Evenementen en verblijfsrecreatie
Naast dagrecreatie zet Leisurelands ook in op evenementen en verblijfsrecreatie. "Er komt een hotel meer dan 100 kamers, een evenementenhal voor 5.000 bezoekers, 32 vakantieappartementen, 20 surflodges en een nieuw restaurant,” somt Kees op. "Daarnaast hebben we een evenemententerrein waar 30.000 mensen op kunnen.”

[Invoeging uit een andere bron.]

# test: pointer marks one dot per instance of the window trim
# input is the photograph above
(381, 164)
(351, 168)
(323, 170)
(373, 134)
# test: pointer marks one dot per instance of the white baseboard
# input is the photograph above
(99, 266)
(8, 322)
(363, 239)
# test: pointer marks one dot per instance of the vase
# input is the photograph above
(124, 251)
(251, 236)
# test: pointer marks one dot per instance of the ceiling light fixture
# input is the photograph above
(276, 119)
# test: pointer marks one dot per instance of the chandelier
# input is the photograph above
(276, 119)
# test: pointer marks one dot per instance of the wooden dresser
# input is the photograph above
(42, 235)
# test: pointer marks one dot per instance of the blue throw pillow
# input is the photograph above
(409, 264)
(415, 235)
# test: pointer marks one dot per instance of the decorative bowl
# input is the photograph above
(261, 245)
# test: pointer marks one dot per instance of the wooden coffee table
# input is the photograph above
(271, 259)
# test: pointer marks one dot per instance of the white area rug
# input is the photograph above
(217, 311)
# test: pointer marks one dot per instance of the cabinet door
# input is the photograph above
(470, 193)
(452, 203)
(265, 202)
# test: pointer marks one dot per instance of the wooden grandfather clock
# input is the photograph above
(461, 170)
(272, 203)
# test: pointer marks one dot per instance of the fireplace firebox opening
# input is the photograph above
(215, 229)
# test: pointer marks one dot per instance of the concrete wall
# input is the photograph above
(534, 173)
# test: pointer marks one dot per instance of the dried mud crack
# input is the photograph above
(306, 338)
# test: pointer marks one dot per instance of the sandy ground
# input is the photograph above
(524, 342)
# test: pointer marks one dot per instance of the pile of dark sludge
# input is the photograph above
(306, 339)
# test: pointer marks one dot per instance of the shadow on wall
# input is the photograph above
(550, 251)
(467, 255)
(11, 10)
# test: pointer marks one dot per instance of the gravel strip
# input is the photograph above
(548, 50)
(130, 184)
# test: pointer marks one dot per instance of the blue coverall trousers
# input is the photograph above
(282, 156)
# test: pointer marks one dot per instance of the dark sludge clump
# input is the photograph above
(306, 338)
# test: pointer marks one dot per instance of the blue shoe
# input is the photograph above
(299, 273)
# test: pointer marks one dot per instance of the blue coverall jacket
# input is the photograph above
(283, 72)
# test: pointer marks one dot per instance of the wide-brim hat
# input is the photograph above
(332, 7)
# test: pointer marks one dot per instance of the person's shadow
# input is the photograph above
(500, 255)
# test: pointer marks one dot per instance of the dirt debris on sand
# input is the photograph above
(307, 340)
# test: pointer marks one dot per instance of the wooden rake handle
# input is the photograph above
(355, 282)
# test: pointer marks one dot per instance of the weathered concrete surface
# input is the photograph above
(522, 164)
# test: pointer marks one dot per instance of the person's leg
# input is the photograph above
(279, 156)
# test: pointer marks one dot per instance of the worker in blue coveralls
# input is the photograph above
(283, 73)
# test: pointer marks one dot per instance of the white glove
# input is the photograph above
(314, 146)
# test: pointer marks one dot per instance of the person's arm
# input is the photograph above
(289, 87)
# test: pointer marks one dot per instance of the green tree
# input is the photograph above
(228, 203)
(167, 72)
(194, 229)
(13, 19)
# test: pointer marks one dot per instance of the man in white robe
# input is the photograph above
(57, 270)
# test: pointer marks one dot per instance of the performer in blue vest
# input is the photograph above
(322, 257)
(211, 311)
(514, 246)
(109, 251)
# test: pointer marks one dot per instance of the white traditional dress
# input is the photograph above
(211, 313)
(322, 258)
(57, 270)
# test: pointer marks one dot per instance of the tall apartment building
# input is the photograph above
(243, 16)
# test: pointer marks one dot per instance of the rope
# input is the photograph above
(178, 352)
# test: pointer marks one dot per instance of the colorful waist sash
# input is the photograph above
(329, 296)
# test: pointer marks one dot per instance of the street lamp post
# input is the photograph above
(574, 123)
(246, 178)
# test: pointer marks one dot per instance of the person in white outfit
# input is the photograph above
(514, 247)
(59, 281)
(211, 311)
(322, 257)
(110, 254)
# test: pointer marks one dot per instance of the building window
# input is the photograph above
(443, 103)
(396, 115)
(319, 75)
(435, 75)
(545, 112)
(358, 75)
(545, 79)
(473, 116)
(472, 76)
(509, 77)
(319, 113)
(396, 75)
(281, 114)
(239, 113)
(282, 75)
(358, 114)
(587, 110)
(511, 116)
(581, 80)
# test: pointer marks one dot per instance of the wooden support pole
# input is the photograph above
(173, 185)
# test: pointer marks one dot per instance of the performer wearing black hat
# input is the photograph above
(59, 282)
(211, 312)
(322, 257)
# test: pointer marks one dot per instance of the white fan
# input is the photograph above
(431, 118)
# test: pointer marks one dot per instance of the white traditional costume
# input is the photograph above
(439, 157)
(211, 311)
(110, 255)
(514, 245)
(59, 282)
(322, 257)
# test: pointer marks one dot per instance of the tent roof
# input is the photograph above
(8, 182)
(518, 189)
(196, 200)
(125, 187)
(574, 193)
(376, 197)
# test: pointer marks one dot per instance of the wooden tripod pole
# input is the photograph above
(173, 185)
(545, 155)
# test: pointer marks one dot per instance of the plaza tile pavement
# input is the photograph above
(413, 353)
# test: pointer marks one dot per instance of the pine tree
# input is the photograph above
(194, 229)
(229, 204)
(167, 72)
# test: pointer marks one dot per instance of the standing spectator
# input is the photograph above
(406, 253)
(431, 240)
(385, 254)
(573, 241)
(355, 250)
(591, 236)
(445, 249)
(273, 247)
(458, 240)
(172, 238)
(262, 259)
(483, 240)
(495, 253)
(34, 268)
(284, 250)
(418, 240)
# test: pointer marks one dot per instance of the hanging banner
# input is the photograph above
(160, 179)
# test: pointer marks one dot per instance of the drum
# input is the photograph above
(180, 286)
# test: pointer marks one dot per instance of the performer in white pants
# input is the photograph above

De betrokkenheid van lokale ondernemers is groot. "Veel ondernemers op onze recreatiegebieden komen uit Ermelo of Putten,” zegt Ilja. "Het is mooi om te zien dat zij lokaal personeel werven. En we nodigen de regio uit om evenementen bij ons te organiseren.”
Toekomstverwachtingen
De ambities zijn helder. "We willen landelijke bekendheid,” zegt Kees. "Iedereen moet weten wat Veluwe aan Zee is. Net zoals mensen Texel of de Efteling kennen.” Nog deze zomer komen er radiocampagnes waarbij ook de ondernemers worden betrokken. Nieuwe evenementen op het buitenterrein en in de evenementenhal moeten verder de bekendheid van Veluwe aan Zee aanjagen. "We hopen dan ook mensen naar het gebied te trekken die er normaal niet komen en er dan voor het eerst kennis mee maken. De nieuwe evenementenhal kan zich qua capaciteit makkelijk meten met bijvoorbeeld Afas Live.” Er wordt ook gewerkt aan zichtlijnen, bewegwijzering en een groene wand langs de snelweg om de rust te vergroten. En er zijn gesprekken met Rijkswaterstaat over aangepaste borden. "Het zou raar zijn als alles Veluwe aan Zee heet, behalve de afritten,” lacht Kees.
Tot slot geeft Ilja aan wanneer Veluwe aan Zee voor hem een succes is: "Voor mij is het geslaagd als de sfeer en thematiek echt voelbaar zijn, en iedereen zich welkom voelt – nieuwe bezoekers én trouwe gasten.”